By ADAM FORGIE, KUTV
The British paper, in conjunction with London Metropolitan University, tested six locations in London, and two in Birmingham and found enough bacterial matter to put people in the hospital.
Dr. Paul Matewele, senior lecturer in microbiology at the school, told Metro:
"We were all surprised how much gut and fecal bacteria there was on the touchscreen machines. These cause the kind of infections that people pick up in hospitals. For instance Enterococcus faecalis is part of the flora of gastrointestinal tracts of healthy humans and other mammals. It is notorious in hospitals for causing hospital acquired infections."
Yikes. Researchers noticed that most people would not wash their hands between touching the screens and picking up and eating their meals. One screen tested positive for staphylococcus, a bacteria that can cause blood poisoning and toxic shock syndrome.

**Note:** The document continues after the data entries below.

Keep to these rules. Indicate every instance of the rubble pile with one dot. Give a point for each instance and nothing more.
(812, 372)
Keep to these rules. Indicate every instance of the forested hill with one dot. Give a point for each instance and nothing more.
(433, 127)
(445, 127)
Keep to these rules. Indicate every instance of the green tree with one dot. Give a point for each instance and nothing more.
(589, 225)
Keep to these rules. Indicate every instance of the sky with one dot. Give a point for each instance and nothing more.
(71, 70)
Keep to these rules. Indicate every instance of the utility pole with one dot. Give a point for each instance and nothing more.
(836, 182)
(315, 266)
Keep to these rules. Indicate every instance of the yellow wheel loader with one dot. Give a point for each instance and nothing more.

"Seeing Staphylococcus on these machines is worrying because it is so contagious," Matewale said. He continued:
"It starts around people’s noses. If they touch their nose with their fingers and then transfer it to the touchscreen, someone else will get it, and if they have an open cut which it gets into, then it can be dangerous. There is a lot of worries at the moment that staphylococcus is becoming resistant to antibiotics. However, it is still really dangerous in places like Africa where it can cause toxic shock."
McDonald's responded to Metro's investigation saying:
"Our self-order screens are cleaned frequently throughout the day. All of our restaurants also provide facilities for customers to wash their hands before eating."